The teaching assistants, who work in schools around Wales, say their workloads have increased as hard-pressed schools struggle to find, keep and pay for adequate staffing levels.
The comments come in a survey released by the National Education Union, whose members in Wales walked out last term in a row over pay and what they said was a crisis in recruitment and retainment caused by underfunding and increased workloads.
The NEU survey of almost 7,500 support staff members in Wales and England shows that:
■75% are routinely working outside their contract hours;
■more than half (51%) say their workplace has seen a reduction in the numbers of support staff in the past year; and
■two-fifths (41%) undertake cover supervision, the majority of whom (75%) describe that work as teaching and therefore beyond the bounds of their contract.
Schools have warned that redundancies will follow as a result of below-inflation budget packages.
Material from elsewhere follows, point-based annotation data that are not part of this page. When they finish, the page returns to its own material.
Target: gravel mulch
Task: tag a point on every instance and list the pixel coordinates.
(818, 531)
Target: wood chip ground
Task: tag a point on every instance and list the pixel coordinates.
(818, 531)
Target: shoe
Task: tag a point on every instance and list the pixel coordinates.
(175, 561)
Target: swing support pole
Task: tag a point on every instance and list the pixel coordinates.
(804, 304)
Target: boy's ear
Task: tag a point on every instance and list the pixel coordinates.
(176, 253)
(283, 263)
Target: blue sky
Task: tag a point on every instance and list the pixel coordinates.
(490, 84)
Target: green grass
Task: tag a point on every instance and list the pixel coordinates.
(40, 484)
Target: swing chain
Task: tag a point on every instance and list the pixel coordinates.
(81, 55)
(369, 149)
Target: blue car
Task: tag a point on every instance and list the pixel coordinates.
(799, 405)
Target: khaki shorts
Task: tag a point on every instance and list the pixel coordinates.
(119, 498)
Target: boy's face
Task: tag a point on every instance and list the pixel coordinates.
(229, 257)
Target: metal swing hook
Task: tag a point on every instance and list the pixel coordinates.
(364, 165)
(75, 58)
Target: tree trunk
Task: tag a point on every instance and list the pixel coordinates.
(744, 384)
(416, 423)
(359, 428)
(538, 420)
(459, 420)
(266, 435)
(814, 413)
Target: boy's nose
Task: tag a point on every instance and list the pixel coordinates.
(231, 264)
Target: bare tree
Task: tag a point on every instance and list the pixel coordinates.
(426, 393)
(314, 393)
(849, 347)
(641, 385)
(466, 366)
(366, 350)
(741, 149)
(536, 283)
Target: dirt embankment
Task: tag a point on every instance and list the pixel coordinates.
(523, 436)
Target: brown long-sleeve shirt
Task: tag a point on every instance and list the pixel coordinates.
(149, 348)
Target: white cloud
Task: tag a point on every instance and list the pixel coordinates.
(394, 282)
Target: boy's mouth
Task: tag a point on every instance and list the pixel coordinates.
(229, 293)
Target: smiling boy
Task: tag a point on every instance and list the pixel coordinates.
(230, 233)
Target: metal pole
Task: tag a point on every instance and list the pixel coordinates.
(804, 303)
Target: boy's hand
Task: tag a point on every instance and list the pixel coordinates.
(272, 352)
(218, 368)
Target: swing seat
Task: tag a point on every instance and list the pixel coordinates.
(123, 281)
Some have already begun to cut staff, and earlier this week, one local education authority warned its schools don’t have enough funding to keep children safe or provide statutory levels of education.
“Support staff are most vulnerable to staffing cuts at a school, and they have also experienced significant realterms pay cuts in recent years. The findings of this survey show that they continue to bear the brunt of budget strains in schools,” the NEU said.
More than two-thirds said they had to work extra hours, mostly unpaid, because “workload demands it”, and 30% confirmed it was because there has been a reduction in support staff numbers at their workplace.
“There’s not enough members of staff. Lack of experienced staff. Lots of apathy – you can earn more in a supermarket,” one teaching assistant told the survey.
Two-fifths (41%) of respondents said they do “cover supervision”, which entails providing an adult presence in the classroom in the absence of the teacher, but should not mean the delivery of lessons.
But the NEU said for a significant majority (73%), this distinction does not apply, and they report that they end up delivering the lesson, ie teaching.
A Welsh Government spokesman said: “Guidance on appropriate deployment of teaching assistants has been provided to school leaders. The Teaching Assistant Professional Learning Steering Group is also developing resources for leaders and governors on the deployment of teaching assistants.”